The accuracy of the India Meteorological Department's (IMD) rainfall predictions is set to get a major boost as the weather body will install two supercomputers and new radars next year, reports Mint.
The use of the advanced technology will give IMD the same standing in weather forecast as that of UK, USA and Australia.
When heavy rain brought Mumbai to a standstill on August 29, IMD accurately predicted for the broader region of the city. With the two supercomputers and the new set of radars, IMD will be able to predict the weather for smaller areas within the region.
The supercomputers are constructed to boost data processing capacity by more than six times. IMD is also adding more Doppler radars that measure the velocity of clouds and winds. The Met department is also taking the Indian Space Research Organisation's (ISRO) help to install more weather monitoring equipment on satellites.
In the near future, IMD is planning to improve its forecasting capacity to a 1km grid for major cities by 2018, reaching the same level of precision as that of the UK’s Met Office, IMD Director General KJ Ramesh told Mint. As of now, the Department is using a 12 km grid.

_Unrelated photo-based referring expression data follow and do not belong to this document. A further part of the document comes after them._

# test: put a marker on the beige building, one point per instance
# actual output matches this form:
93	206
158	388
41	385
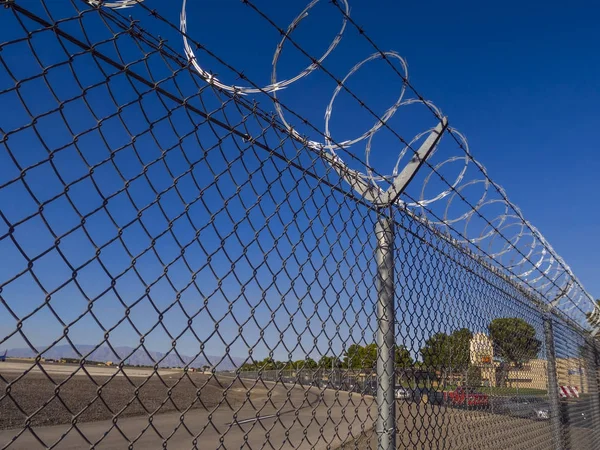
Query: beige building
533	374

“We should not miss any heavy rainfall event not captured by the system,” he said. “It’s a very challenging and exciting period for us to work in line with other countries.”Monsoon season is the lifeline for about 880 million people in India who are dependent on farming. Heavy or no rainfall at all can take a toll on the farmer's yield. A detailed weather forecast from India's weather department can help the farmers plan their cropping activities during monsoon.